WASHINGTON: Roughly 40,000 Pakistani troops are conducting operations against militants in the country’s North Waziristan region near the Afghan border, a senior U.S. military official said today.
Unlike a larger, “steamroller” offensive last year that uprooted enemy fighters in neighboring South Waziristan, the current engagement comprises smaller, piecemeal operations, the official told Pentagon reporters on background.
“We are seeing quite a bit of activity [in North Waziristan] that’s going on that supports what General Kiyani’s been telling in some of the strategic dialogues about his campaign plan,” the official said, referring to Gen. Ashfaq Parvez Kayani, the Pakistani army’s chief of staff.
Kiyani pledged in 2008 to step up offensive operations against militants within Pakistan, starting in the northern area of Bajaur, working through the federally administered tribal areas, the Swat Valley and the Northwestern Frontier.
The official said Pakistan “seems to be abiding by that kind of campaign plan to go and uproot the insurgencies” in the areas where militants have been entrenched.
“You’re seeing a trend where they are trying to remove the areas that were once unapproachable,” the official said, noting that Kiyani announced that the recent Pakistani military offensives marked the first any military had occupied South Waziristan.
The official characterized the accomplishments of the Pakistan security forces as “quite impressive.”

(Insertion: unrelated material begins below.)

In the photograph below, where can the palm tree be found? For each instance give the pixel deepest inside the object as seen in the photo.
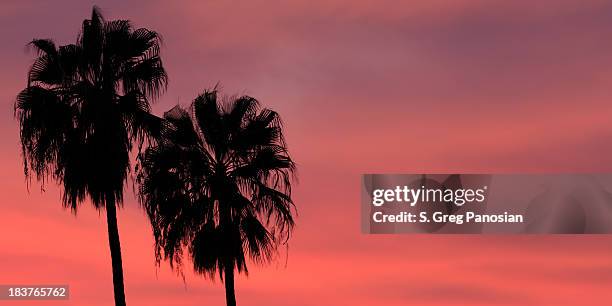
(84, 106)
(217, 185)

“To see the gains that they have made in this short time is a real testament to the resolve, the fighting spirit and the leadership of Pakistan’s armed forces,” the official said.
About 200 U.S. military personnel in Pakistan are providing security assistance and training to the Pakistani military and to paramilitary operatives and members of the frontier corps. The official left open the possibility that the number of U.S. forces may increase if the U.S. delivers military equipment to Pakistan that requires specialized trainers.
“We stand fully behind Pakistan in its relentless drive to restore peace and security in this region,” the official said.
Defense Secretary Robert M. Gates held talks last week with a delegation of Pakistani officials, including Kayani.
“What we are interested in is looking at the long-term in the relationship between the United States and Pakistan,” Gates said before the meetings, “how we can strengthen our relationship, and how we can help Pakistan in dealing with the security challenges that face them, but also face us and NATO as well.”
Military officials have said that what spurred on Pakistan to greater action against militants within their borders was the realization that Taliban operatives — working in Afghanistan and Pakistan and al-Qaida behave as a “syndicate,” working in support of each other.
“Although they might not be bearing the big al-Qaida banner,” the official said, “these forces do work together in different ways.”
The official also noted that Pakistan began to take threats from the syndicate more seriously after militants began encroaching in areas that traditionally have not been home to insurgent forces.
“When the forces started packing into the settled areas of Pakistan within the last two years, I think they really realized that this is an extremist they have to deal with,” the official said. “As they were taking over the Swat area — [in addition to] very dramatic attacks inside Peshawar, Islamabad, Karachi — I think it was a wake-up call to some extent that they needed to deal with this insurgency, and it became their war, not our war, as it may have been portrayed.”
The official said coordination has improved among the U.S.-NATO coalition forces, Afghan security forces and Pakistan.
“That [Afghanistan-Pakistan] border that was very fluid,” the official said, “now is starting to be problematic for the insurgency.”